When police awoke the individual sleeping on the flour, the individual instigated an altercation with officers, Giaccone said. It took the combined efforts of Hanover Police officers and an officer called from the Lebanon Police Department to subdue the individual, according to Giaccone.

Basement Holdings, Inc. owns Bagel Basement, according to the New Hampshire Secretary of State's office. The corporation's president, Jennifer Black, did not return multiple calls for comment on Monday.

During the investigation, police noted several possible health-code violations in the establishment. A subsequent health inspection gave the restaurant a failing score of 67 out of 100 possible points, according to Rupa Laverdiere of the New Hampshire Department of Public Health Service, Food Protection Section. A passing score is 70 with no "critical items."

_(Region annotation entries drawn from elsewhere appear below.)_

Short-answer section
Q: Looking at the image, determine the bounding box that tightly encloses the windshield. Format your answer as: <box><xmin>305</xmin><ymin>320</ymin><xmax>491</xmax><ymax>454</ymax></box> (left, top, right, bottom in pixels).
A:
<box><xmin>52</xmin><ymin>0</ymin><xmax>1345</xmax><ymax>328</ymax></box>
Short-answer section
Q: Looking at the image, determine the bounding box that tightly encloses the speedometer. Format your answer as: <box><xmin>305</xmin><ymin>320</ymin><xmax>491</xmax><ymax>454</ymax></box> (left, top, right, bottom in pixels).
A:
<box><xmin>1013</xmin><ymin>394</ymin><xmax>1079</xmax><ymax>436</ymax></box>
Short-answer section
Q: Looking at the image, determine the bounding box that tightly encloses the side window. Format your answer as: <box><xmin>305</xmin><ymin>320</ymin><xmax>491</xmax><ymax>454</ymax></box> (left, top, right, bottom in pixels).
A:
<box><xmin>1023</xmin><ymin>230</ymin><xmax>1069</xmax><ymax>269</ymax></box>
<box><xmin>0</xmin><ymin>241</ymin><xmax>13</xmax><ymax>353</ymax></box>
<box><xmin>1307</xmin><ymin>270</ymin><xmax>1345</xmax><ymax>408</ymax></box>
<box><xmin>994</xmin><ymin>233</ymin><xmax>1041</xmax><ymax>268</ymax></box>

Bagel Basement has since corrected several "critical items," which included the flour bags that were in questionable condition after being slept on, open products that might have been cross-contaminated, sanitizers that were too strong and the ajar back door.

On Tuesday, the restaurant passed inspection with a score of 88 out of 100, Laverdiere said.

"All of these critical items were corrected on-site, raising the score to an acceptable level," Laverdiere said. "All other point deductions were just minor clean-up items the inspector observed."

Each critical item subtracts four or five points from the overall score, while other issues subtract one, two or three, Laverdiere said.

Murray, who conducted the July 4 inspection, did not return multiple calls for comment by press time.